Gunky space contains no spatial points. That is, Gunky space contains no regions that are unextended and have no further subregions. However, there are points. After all, when we say things like "given any two points, there is exactly one line that passes through them both" we speak truly and what we say is in some sense about space.

"Have no fear", says the gunky space theorist, "of course there are points, they just have different features than you expect". According to the gunky space theorist, a point is an infinite series of nested solid spheres. Tarski showed us that we can recover all of geometry within a gunky space by using these series of nested spheres in place of points.

But, now I have a question. What exactly are the points? Are they fusions of nested spheres? It seems that can't be right since the fusion of nested spheres that converges on the "point" at the end of my cats nose just is the fusion of the nested spheres that converges on the "point" at the end of the statue of liberty's torch. Moreover, this fusion just is all of space. Since we think that the "point" at the end of my cat's nose and the "point" at the end of the statue of liberty's torch are different "points", and (moreover) since we are not point monists (who believe there is one and only one point that is identical to all of space), we must reject the claim that points are fusions of series of convergent solid spheres.

Might we take the original view at face value and say that points are ordered sets of convergent solid spheres? I think not. First, we will run into a Benacerraf problem with respect to points. But, more intuitively, the "point" at the end of my cat's nose is located (in some sense) at the point of my cat's nose. No abstract entity like a set is so located. So, points are not ordered sets.

I think that the gunky space theorist has a reason to accept structure in composition of spatial regions. Perhaps, points are special kinds of fusions of convergent series of solid spheres. They are fusions that preserve a certain kind of structure, an ordered structure to the parts. One consequence of this view seems to be the following. There are uncountably many things that are co-located with the entirety of space, each one of which is a point and each one of which has a different structure than the others. This seems like quite a robust ontology of spatial regions.

MaxCon and Gunk

Greg Fowler has recently shown that the Maximally Continuous View of Simples is consistent with the possibility of Gunk (AJP 2008). The idea is that an extended MaxCon simple might have lots of complex objects that occupy the proper subregions of a simple. In fact, as Fowler notes, if MaxCon is true and there is some gunk, then that gunk must be in subregions of some extended simple.

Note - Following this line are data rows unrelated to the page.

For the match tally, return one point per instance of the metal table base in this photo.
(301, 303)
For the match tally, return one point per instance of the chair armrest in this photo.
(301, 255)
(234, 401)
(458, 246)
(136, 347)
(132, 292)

Here is a view that I'd like to consider:

(MaxCon+G): MaxCon is true and for every proper subregion of the region occupied by a simple, there is a complex material object that occupies that subregion.

I think this view is false. Here is how to show that it is false. Let S be an extended simple. There are point sized subregions of the region occupied by that simple. By MaxCon+G, there must be a complex object in that region, call that object 'C'. No, suppose that for any object x, there is an intrinsic duplicate of x that that exists in a world without any objects other than x's parts. So, there is an intrinsic duplicate of C, C*, that exists in a world that has no objects other than the parts of C. Moreover, C* must have parts. Here is why. The mereological structure of an object is an intrinsic feature of objects. C is complex. So, any intrinsic duplicate of C is complex as well. Hence C* is complex. But, the shape of an object is intrinsic as well. So, since C is point sized, C* is point sized as well. Since, there are no objects other than C* and C* is point sized, it must be that C* is maximally continuous. So, by MaxCon, C* is a simple. So, C* is a simple and it is complex. Contradiction! Hence MaxCon+G is false.

I think there are a lot of moves that can be made to save MaxCon+G. One might deny that the mereological structure of an object is intrinsic (MaxCon itself certainly seems to suggest otherwise). One might deny that shapes are intrinsic (there is a precedent in the literature). One might also deny that C* is maximally continuous. Perhaps its parts occupy super-regions of the region it occupies. That is a pretty weird view.